(Trinidad Express) There should be a clause in the Constitution where whenever the Prime Minister is unable to report for duty, there is an “automatic identification” of who shall perform such duties (as Prime Minister), Acting Prime Minister Winston Dookeran said on Friday.
“Whether it will be a deputy Prime Minister or some other position can be discussed,” he said, adding that the person should be determined within the Constitution.
Dookeran was responding to a question at the Commission of Enquiry into the 1990 attempted coup from Deputy Chairman Sir Richard Cheltenham who had proffered the view that there should be in the Trinidad and Tobago Constitution a constitutional post of Deputy Prime Minister.
This person would act whenever the Prime Minister “is disabled or unable” to perform the functions. Cheltenham made the suggestion after Dookeran identified a “gap” in the Trinidad and Tobago Constitution which presented itself in the 1990 coup attempt.
Under the Constitution, the Prime Minister advises the President who should be appointed to act during his absence.

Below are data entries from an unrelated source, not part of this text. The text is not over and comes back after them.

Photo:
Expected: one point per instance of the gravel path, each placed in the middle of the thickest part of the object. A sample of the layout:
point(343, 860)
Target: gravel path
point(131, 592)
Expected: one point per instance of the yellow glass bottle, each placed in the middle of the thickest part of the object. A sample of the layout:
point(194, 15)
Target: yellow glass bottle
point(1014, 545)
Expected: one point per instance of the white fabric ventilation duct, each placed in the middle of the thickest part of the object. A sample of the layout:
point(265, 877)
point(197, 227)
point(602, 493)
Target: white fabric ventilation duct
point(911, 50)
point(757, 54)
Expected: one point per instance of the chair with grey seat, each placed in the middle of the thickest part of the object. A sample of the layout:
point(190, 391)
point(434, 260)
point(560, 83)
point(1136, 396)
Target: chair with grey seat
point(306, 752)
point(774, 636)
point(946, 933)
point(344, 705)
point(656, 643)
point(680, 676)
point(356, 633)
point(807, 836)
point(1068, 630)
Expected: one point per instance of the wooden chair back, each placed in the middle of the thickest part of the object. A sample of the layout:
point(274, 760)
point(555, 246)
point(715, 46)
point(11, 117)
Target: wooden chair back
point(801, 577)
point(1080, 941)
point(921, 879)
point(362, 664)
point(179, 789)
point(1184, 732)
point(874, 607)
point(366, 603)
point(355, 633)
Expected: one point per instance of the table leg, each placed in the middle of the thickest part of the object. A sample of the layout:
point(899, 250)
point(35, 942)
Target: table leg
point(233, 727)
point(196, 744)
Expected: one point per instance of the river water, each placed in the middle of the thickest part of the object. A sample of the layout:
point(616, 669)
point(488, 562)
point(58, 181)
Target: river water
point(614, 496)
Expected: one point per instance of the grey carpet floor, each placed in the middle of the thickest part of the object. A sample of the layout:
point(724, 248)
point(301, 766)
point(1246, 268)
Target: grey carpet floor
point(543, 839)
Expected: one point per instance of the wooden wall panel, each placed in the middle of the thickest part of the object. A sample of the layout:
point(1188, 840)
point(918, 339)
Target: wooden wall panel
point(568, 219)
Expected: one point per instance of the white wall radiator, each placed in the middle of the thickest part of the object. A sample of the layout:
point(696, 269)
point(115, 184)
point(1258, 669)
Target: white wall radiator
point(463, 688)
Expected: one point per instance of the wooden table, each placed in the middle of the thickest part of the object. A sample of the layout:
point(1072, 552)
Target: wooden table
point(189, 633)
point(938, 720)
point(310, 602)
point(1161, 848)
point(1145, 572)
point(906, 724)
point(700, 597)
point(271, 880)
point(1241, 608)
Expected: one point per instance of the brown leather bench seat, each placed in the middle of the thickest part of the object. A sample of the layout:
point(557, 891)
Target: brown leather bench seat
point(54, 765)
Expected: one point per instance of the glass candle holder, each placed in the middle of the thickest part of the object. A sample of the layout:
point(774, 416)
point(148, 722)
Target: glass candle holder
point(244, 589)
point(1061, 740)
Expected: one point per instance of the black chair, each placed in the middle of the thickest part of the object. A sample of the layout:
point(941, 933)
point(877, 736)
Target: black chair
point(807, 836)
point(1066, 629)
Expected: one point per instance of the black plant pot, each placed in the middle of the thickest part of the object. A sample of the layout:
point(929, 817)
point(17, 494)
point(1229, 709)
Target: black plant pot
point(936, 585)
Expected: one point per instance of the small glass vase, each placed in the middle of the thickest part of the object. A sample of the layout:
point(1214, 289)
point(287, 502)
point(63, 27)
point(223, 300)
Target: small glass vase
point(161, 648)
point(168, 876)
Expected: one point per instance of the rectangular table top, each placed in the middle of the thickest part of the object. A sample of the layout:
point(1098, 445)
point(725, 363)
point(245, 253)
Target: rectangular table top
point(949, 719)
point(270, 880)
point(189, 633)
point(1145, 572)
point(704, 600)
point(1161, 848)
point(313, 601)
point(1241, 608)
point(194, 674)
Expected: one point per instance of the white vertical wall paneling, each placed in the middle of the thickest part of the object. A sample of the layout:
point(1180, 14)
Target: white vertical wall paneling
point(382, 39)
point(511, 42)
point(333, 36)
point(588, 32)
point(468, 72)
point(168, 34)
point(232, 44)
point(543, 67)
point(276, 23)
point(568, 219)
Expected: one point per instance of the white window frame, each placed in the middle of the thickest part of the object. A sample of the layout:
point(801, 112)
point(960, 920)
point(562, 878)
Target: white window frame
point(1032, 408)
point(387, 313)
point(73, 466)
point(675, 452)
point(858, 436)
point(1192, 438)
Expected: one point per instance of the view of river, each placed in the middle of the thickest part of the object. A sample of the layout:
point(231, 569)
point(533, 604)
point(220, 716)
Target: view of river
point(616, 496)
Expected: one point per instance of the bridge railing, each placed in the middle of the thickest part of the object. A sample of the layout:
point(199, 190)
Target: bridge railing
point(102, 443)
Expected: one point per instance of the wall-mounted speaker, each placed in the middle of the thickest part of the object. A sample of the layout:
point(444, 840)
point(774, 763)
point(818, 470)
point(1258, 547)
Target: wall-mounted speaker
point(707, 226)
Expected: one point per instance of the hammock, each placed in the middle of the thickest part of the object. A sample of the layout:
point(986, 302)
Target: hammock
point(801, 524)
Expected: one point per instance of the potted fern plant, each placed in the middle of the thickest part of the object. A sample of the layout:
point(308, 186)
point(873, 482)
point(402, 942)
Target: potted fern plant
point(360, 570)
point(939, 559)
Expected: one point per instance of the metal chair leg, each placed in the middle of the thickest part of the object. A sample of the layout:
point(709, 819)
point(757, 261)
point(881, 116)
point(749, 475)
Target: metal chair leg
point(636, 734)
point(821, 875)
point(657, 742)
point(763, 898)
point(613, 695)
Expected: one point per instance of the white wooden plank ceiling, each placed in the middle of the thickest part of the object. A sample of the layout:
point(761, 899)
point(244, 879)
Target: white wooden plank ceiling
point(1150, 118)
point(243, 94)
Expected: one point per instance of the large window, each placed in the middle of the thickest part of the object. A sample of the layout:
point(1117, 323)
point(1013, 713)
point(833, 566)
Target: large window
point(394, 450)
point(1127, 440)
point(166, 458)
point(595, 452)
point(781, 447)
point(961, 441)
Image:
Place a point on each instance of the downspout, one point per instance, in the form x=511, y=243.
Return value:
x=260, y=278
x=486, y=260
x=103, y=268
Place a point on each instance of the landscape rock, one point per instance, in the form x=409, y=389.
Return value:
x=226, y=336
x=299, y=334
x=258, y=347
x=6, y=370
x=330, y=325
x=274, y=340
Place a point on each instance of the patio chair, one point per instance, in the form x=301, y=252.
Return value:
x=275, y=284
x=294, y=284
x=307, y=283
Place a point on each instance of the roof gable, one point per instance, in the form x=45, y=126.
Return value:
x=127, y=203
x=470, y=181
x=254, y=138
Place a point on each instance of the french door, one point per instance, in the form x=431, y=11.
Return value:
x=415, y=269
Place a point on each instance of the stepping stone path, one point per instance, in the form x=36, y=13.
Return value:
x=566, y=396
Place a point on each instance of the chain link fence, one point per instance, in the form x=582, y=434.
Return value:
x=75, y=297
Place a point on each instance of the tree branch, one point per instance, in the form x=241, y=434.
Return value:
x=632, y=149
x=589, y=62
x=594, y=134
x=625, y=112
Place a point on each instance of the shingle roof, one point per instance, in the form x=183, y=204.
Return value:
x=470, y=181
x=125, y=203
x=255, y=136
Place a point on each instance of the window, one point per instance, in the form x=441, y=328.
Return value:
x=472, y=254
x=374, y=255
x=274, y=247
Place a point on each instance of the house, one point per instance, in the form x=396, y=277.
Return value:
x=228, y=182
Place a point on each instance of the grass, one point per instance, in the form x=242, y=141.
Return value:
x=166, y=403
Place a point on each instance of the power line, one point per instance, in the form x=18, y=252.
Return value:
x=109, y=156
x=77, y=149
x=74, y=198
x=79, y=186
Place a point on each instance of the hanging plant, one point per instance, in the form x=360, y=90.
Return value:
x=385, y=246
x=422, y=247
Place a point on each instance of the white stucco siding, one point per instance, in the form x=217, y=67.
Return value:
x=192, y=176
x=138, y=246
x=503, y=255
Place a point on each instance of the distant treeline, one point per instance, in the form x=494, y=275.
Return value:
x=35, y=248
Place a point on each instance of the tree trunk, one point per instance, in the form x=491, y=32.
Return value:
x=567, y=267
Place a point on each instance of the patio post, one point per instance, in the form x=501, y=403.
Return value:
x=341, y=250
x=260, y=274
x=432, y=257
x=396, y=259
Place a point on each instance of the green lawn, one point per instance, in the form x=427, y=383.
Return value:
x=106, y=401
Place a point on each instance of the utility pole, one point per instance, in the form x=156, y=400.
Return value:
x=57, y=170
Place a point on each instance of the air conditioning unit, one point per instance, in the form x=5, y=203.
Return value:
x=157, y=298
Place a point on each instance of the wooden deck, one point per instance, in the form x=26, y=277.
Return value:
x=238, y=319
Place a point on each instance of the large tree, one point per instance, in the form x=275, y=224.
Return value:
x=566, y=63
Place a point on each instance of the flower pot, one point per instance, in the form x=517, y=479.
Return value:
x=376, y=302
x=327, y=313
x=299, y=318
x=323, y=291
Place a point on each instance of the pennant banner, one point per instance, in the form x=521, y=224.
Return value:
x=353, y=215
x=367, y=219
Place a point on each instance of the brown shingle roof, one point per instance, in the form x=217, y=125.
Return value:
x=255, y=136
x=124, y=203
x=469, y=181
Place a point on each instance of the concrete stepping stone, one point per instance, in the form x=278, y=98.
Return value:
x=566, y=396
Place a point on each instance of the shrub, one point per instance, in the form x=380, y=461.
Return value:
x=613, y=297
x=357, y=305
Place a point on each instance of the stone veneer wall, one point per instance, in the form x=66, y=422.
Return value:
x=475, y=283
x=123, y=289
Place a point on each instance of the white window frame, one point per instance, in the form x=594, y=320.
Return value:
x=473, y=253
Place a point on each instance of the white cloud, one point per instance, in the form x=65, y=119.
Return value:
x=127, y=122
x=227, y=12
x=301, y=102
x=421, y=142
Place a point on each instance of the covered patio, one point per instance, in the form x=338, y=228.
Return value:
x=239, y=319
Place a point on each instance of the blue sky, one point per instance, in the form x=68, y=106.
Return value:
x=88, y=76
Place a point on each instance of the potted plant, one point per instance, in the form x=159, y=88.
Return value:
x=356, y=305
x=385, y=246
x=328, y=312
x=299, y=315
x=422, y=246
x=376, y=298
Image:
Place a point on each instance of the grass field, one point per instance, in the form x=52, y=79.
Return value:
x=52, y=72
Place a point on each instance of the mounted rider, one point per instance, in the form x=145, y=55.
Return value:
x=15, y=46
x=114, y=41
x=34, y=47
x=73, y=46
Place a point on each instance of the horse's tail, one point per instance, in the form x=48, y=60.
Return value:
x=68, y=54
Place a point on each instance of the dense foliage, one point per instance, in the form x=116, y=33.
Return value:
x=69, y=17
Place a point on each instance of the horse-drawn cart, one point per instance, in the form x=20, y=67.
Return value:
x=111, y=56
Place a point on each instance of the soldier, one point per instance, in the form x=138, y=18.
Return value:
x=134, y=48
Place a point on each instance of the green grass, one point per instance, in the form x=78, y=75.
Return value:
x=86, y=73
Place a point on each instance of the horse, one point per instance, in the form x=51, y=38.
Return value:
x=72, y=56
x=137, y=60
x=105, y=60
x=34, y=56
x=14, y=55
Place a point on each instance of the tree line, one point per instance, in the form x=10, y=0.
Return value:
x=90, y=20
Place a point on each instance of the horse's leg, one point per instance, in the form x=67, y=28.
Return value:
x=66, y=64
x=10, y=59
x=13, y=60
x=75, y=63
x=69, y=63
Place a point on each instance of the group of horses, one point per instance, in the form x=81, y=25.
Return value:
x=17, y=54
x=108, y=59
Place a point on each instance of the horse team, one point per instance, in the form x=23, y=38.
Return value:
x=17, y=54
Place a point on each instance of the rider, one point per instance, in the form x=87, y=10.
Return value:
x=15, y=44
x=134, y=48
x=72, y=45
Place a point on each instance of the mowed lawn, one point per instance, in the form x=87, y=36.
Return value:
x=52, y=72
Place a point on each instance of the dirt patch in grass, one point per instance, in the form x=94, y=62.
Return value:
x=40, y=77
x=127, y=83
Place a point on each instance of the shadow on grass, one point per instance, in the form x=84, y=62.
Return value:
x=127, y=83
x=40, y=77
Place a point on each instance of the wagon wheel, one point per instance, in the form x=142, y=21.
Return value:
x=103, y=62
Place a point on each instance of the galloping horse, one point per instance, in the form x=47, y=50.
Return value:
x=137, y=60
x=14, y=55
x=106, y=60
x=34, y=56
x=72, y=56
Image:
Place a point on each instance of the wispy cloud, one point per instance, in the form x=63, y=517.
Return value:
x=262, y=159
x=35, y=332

The Constitution, however, empowers the President to make an appointment where he considers it “impracticable” for such advice to be rendered owing to the illness or absence of the Prime Minister.
When he last appeared before the Commission, that there was a grey area in the Constitution which made it unclear during the 1990 crisis whether the acting President, Emmanuel Carter, had the power to appoint someone to act as Prime Minister while the substantive Prime Minister Arthur N R Robinson was alive and in the country but held hostage in the Red House.
Dookeran had stated that it was because Robinson had been due to travel the weekend of July 28, 1990 and the President therefore already had a letter from Robinson, advising him to appoint Dookeran to act (during his absence), that Carter used that letter as the basis of his decision to appoint him (Dookeran) to act during the crisis.
Dookeran had been asked by the Commissioners whether there should be a deputy Prime Minister. And, making a distinction between a deputy Prime Minister and someone who acts as Prime Minister in such a situation, he replied that the question of a deputy Prime Minister was a political issue. He said this matter was much deeper than the political issue.
Dookeran was also asked by Cheltenham what steps could be taken to promote healing between the different sectors of the society, arising out of the trauma of 1990. Sir Richard pointed out that when one heard from the Muslimeen members, one got the impression that they still felt that they were being persecuted.